果たしてこんな規制に意味があるのか。コラムは「安全や安心のためには捨てられない規制もあろうが、がんじがらめでは創意工夫が生まれない」と結んでいる。
さらに皮肉を込めて、こうした規制について「まるで雑煮の餅の切り方や、かまぼこの枚数まで決まっているかのような錯覚さえする」と嘆いている。●食材も規制も「所変われば品変わる」
世界の食文化に興味がある筆者(私)は、このお雑煮から始まる規制緩和展開に大いに共感した。昔から言われている「所変われば品変わる」と言う言葉。私は世界の食文化に触れるにつれ、この事を強く感じている。
例えばイタリア食材で欠かせないのがアンチョビである。駄洒落料理建築家を自称する私は、これを日本料理に使った「あんちょびっと料理」シリーズというものを創った。その折に色々調べてみると、魚の発酵食材「魚醤」は東へ来るとナンプラーなど、日本に渡って秋田の「しょっつる」となった。また中国で生まれた麺は西へ行ってパスタとなり、日本に渡ってうどんとなった。
食材だけではない、規制ルールも品変わる。英国の住宅地では酔っ払って歩くと罰せられる。北欧のバーでは酔った客には酒を売ってはいけない(酒を飲む処で酒を売っていけないというルールは日本の飲兵衛天国では考えられないだろう)。また、NYの通勤フェリーでは1.5m離れた場所でイヤホンからの音が聞こえると罰せられる。迷惑になるようなルールは細かくどんどん決めて、運用の面では比較的ルーズに適用する。何かあれば取り締まりが可能なようにコンセンサスを得ておく。これが大人社会への第一歩であろう。

●中央の基準ではなく、地域それぞれの創意工夫を尊重しよう
ごく少数民族で島国の日本国においては、近年のネット社会構築によって黒船以来のグローバル化の波に洗われているが、先進国の世界基準からはまだまだ未成熟な部分が露呈されている。これは対世界に限ったことではないと考える。
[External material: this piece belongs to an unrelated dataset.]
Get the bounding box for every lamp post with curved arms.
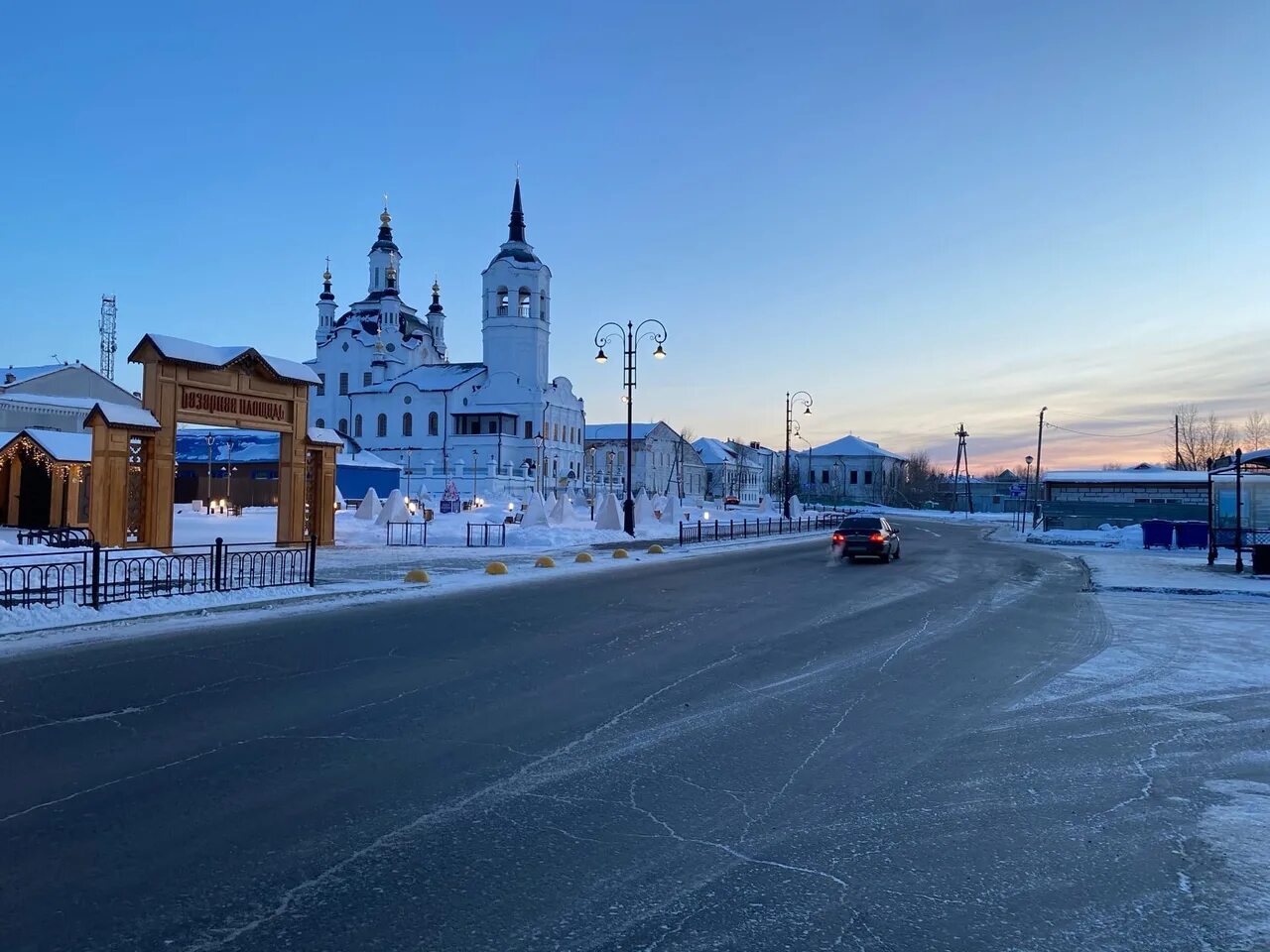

日本国内においても、戦後の高度成長期から意識の変革が遅れている。江戸時代までは日本の地方それぞれが一国家であったが、それがここ100年の短時間に国内のグローバル化が進み、中央の基準が地方の基準に当てはめられてしまった。 International(国際)という事は、National(地方)がそれぞれインターによって結ばれることを意味する。高速道路のインターチェンジを降り立つと、それぞれ独立した文化や慣習があるという形が望ましい。国の基準を金太郎飴のように押し付けるのではなく、もっと基準を曖昧にし、地方の創意工夫を尊重したルール作りを望みたい。

●伝統的日本家屋にあった、家の中の「インターチェンジ」
英国コンサバトリーを20年扱ってきた私は家の中のグローバル化も同様と感じている。
伝統的日本家屋は、縁側や土間といった中間領域を有していた。戦後は洋風化が進み、エクステリアとインテリアに区切られ、中間的なスペースが失せた。
英国で200年近い歴史を持つコンサバトリーは、まさに外部と内部をつなぐインターナショナルなスペースである。この曖昧な空間こそが家のインターチェンジな部分となり、そして建物単体に限らず街との関係においても、より成熟した街並みの創造となると確信している。
曖昧な空間であるコンサバトリーで、インターネットから簡単に取り寄せられる世界の食材を使ってガーデンパーティを堪能してみる。守るべき伝統は継承しつつも、大いに意識改革を行う必要がこの国にはあると痛感している。